The episode spawned its own meta conversation, with a sharp divergence between journalists who held that Twitter was public and users who felt that their conversations on the social network weren’t intended to be front-page material.

Kelly McBride, a faculty member at the Poynter Institute, wrote about the ethics of the situation, noting that Testa reached out to the people whose tweets she quoted in the story, a step further than many other members of the media might go before embedding a public tweet or Facebook update.

Did Testa act ethically in publishing these tweets? It’s complicated. Scott Klein, a ProPublica editor, said at a forum at the Tow Center in New York City last year that “no one should ever be surprised to be in the newspaper.” That same standard should be applied to digital-only outlets as well, particularly those that are popular within a given community or that have huge audiences.

The entire episode and the reaction to it captures a dynamic that is profoundly complicated but far from new. There’s just a lot more people online now, using social networks, updating them using powerful, video-capable smartphones.
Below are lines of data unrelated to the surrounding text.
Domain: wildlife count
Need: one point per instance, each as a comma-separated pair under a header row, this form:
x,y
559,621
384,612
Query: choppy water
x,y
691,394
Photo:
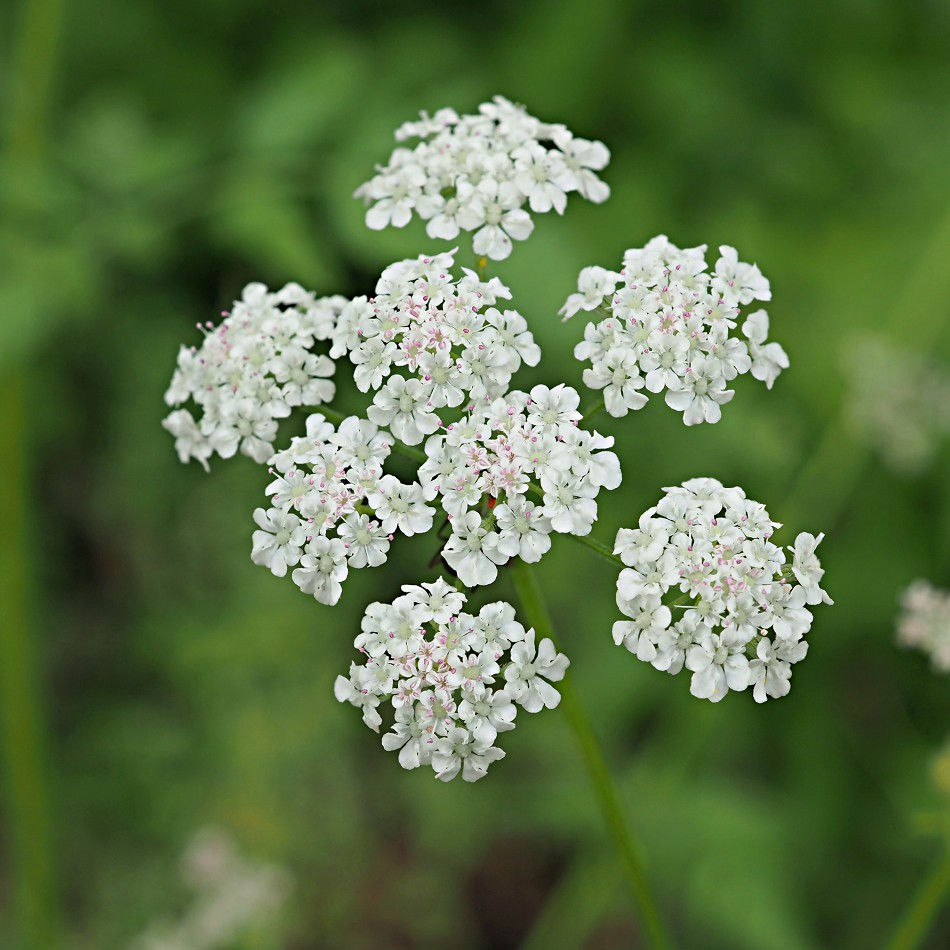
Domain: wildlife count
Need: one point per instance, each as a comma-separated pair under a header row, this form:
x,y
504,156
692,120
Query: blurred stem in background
x,y
629,848
920,914
830,475
24,752
825,483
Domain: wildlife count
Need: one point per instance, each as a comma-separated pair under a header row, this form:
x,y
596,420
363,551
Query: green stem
x,y
598,547
22,720
824,485
926,903
24,753
629,849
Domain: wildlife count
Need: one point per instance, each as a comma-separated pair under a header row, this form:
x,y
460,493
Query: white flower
x,y
477,173
250,370
666,326
435,665
404,406
278,545
530,673
807,569
708,590
366,542
716,668
461,751
322,570
401,507
468,553
925,622
898,401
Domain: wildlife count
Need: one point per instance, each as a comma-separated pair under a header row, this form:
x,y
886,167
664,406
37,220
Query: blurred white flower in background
x,y
898,402
233,896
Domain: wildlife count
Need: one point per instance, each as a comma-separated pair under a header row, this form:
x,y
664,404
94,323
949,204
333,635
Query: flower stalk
x,y
628,847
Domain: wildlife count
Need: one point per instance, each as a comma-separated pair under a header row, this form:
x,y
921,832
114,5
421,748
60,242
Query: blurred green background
x,y
156,157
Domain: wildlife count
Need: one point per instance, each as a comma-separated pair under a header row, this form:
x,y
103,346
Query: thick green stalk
x,y
22,726
926,903
24,753
630,852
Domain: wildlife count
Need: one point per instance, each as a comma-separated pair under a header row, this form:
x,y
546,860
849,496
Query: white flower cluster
x,y
477,172
444,332
483,468
741,611
925,622
899,401
666,327
455,680
251,370
333,508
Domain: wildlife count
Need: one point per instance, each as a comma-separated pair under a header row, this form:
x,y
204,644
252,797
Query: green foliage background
x,y
184,149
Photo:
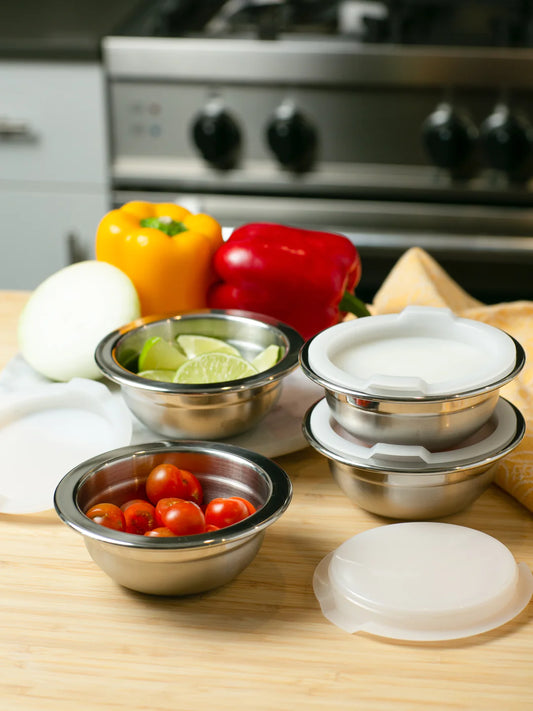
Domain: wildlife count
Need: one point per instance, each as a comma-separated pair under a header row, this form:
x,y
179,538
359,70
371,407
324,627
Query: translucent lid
x,y
421,581
47,430
490,440
420,352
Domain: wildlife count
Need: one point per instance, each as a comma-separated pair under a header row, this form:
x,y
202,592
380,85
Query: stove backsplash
x,y
399,122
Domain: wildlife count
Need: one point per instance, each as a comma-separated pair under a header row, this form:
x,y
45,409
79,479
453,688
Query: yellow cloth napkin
x,y
417,278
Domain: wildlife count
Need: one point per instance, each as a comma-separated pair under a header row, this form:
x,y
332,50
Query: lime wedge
x,y
213,368
163,376
158,354
193,345
267,358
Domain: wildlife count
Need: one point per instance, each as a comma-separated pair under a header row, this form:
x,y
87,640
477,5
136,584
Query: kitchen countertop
x,y
59,29
72,639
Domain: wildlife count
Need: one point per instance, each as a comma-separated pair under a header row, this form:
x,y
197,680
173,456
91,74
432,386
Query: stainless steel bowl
x,y
185,564
414,495
213,411
433,422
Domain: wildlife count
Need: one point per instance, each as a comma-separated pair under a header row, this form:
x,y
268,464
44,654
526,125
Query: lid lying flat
x,y
505,426
422,581
420,352
47,430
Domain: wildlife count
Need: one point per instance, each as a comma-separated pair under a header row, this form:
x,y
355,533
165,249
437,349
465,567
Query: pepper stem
x,y
351,303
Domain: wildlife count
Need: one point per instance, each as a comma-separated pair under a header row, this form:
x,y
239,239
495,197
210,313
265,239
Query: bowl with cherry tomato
x,y
173,518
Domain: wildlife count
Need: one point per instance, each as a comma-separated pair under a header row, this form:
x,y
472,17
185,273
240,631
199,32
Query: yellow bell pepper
x,y
165,250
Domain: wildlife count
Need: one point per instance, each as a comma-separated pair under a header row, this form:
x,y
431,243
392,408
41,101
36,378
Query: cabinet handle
x,y
15,129
76,252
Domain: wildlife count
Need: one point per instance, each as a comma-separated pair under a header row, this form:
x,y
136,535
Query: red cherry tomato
x,y
160,508
125,505
139,517
160,532
184,518
225,512
165,481
194,488
251,508
107,515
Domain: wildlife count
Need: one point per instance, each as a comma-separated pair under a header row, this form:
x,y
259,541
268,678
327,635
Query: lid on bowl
x,y
505,426
421,581
48,429
420,352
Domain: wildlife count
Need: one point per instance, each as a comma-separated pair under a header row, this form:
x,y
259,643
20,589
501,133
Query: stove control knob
x,y
450,139
292,138
217,136
507,140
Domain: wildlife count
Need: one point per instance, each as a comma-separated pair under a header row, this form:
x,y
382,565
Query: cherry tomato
x,y
251,508
164,481
225,512
184,518
161,506
194,489
125,505
160,532
107,515
139,517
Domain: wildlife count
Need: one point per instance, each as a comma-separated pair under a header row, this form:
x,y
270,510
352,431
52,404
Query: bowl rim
x,y
70,513
333,387
105,354
429,470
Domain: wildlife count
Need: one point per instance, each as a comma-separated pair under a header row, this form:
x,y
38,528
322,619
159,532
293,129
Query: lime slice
x,y
193,345
267,358
158,354
163,376
213,368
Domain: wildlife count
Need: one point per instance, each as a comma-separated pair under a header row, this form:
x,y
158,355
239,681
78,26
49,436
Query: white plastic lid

Four years ago, I wondered about when we are the media, how it changes us or society.

More cogently, Microsoft researcher danah boyd anticipated many of these issues in a talk on privacy and publicity in the age of big data back in 2010. As she noted then, “people regularly go out of their way to ignore others, to give them privacy in a public setting.”
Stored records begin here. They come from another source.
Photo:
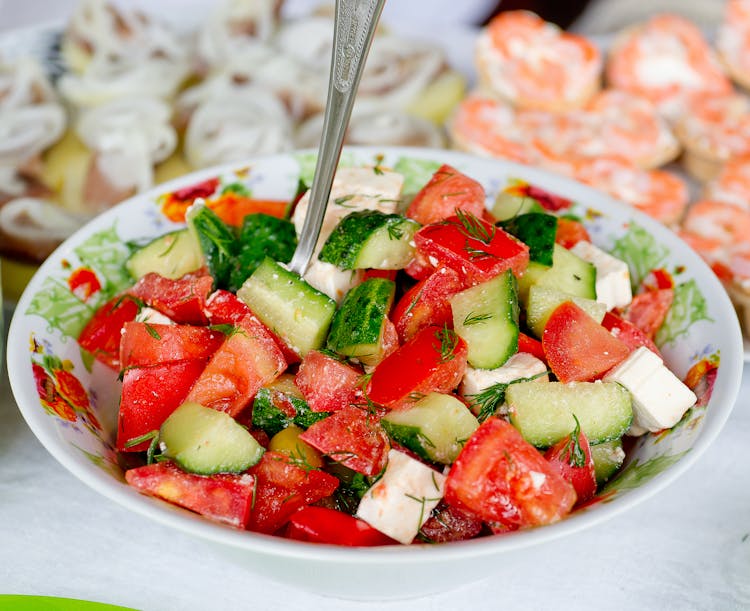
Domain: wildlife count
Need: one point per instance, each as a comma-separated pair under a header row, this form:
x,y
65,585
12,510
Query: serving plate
x,y
79,432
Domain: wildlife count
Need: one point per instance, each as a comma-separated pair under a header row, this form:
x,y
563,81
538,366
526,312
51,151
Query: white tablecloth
x,y
687,549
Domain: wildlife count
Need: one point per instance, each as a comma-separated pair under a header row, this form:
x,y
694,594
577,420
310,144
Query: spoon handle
x,y
354,26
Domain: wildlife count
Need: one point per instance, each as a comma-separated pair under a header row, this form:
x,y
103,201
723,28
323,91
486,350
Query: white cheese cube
x,y
659,397
331,280
520,365
354,189
612,275
153,317
401,501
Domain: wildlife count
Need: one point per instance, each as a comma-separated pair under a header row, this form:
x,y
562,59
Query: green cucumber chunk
x,y
171,255
270,417
206,441
261,235
370,239
608,457
217,241
435,428
485,316
569,273
295,311
507,205
543,411
358,324
537,230
543,300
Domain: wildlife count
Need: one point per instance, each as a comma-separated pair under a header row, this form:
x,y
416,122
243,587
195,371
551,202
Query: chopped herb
x,y
475,319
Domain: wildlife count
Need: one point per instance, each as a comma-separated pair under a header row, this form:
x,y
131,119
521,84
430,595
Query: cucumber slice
x,y
486,317
507,205
537,230
357,326
217,241
282,392
370,239
608,458
569,273
171,255
435,427
206,441
543,300
261,235
289,306
543,412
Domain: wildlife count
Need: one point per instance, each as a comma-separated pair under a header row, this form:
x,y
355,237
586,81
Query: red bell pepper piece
x,y
324,525
433,360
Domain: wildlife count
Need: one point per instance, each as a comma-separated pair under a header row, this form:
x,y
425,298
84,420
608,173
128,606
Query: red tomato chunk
x,y
503,479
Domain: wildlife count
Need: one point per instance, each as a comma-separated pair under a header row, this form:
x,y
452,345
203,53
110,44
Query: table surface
x,y
687,548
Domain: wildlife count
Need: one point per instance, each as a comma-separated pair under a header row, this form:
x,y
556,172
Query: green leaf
x,y
640,250
637,473
105,252
688,307
60,308
416,172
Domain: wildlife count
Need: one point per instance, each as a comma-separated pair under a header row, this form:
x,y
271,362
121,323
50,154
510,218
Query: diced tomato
x,y
570,232
247,359
225,308
232,208
628,333
531,346
183,300
325,525
283,488
448,523
447,191
224,497
571,457
577,347
503,479
427,303
101,336
149,396
477,250
353,437
648,310
327,383
144,344
433,360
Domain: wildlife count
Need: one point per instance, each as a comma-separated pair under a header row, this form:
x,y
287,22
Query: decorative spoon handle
x,y
354,26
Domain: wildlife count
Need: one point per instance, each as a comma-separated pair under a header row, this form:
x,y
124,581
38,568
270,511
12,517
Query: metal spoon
x,y
354,26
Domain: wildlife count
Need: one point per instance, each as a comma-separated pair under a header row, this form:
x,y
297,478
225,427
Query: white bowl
x,y
48,316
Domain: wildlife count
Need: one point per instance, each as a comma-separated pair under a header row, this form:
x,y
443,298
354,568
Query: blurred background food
x,y
645,101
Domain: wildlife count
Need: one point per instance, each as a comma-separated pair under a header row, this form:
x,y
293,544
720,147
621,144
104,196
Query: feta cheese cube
x,y
659,397
402,499
612,275
520,365
153,317
353,189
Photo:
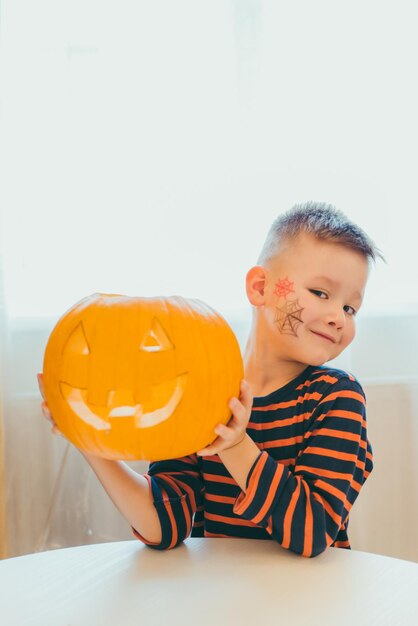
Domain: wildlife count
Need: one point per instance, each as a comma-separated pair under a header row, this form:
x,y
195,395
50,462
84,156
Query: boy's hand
x,y
45,410
233,433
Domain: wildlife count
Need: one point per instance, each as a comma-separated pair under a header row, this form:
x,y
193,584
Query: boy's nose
x,y
336,318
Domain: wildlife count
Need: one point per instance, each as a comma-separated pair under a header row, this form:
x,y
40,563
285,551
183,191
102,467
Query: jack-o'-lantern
x,y
141,378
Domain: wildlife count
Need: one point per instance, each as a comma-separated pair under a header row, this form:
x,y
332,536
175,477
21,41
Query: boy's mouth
x,y
324,336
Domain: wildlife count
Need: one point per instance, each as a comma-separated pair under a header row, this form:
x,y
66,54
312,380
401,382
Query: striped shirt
x,y
314,458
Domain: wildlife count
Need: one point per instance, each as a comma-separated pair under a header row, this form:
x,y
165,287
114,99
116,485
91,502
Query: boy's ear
x,y
256,283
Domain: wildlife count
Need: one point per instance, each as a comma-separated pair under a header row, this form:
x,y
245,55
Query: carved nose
x,y
123,403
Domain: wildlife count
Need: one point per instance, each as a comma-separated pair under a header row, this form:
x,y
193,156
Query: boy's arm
x,y
131,494
304,506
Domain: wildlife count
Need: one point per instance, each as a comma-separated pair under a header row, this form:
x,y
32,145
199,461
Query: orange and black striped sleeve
x,y
305,505
177,489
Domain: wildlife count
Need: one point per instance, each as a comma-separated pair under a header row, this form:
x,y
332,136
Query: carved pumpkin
x,y
141,378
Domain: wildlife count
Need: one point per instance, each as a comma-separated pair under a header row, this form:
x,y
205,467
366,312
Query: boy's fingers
x,y
41,383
As Hamilton Nolan correctly noted at Gawker, all tweets are public, except those posted to protected accounts.

The trouble is that not everyone thinks of their tweets that way. “Privacy by obscurity” still exists and persists, even on a platform that is profoundly public. Offline, people also may view a public conversation in a park, a cafe, or a train as semi-private. This is true of Facebook as well. For years, I would show audiences at panels or conferences a search for “hungover” on the public Facebook Timeline on a Monday morning as suggestive evidence that people’s perception of the forum was not public.

“When you take content produced explicitly or implicitly out of its context, you’re violating social norms,” said boyd. As she asked, “just because we can rupture obscurity, should we? Just because we can publicize content, should we?”

If you publish conversations from those networks without notice or consent, expect participants to be upset. Just because tweets are public doesn’t mean journalists with a huge platform should automatically amplify them, particularly if doing so doesn’t serve a newsworthy purpose or serve the public interest–and if the updates touch upon a sensitive subject, as these did.

Given the democratization of recording and publishing, these kinds of ethical decisions are no longer just in the hands of reporters and editors. It’s contingent upon all of us to stop and think about whether we should record someone else’s experience, particularly if they are in extremis. As I move through the physical world and share what I see or experience with hundreds of thousands of people, I’m trying to keep that in mind.

The Golden Rule still applies, albeit in a different context: document and share the lives of others as you yourself would want to be documented, with an eye on the potential harm that could come to them or those they care about should a tweet or video come to the attention of millions of others.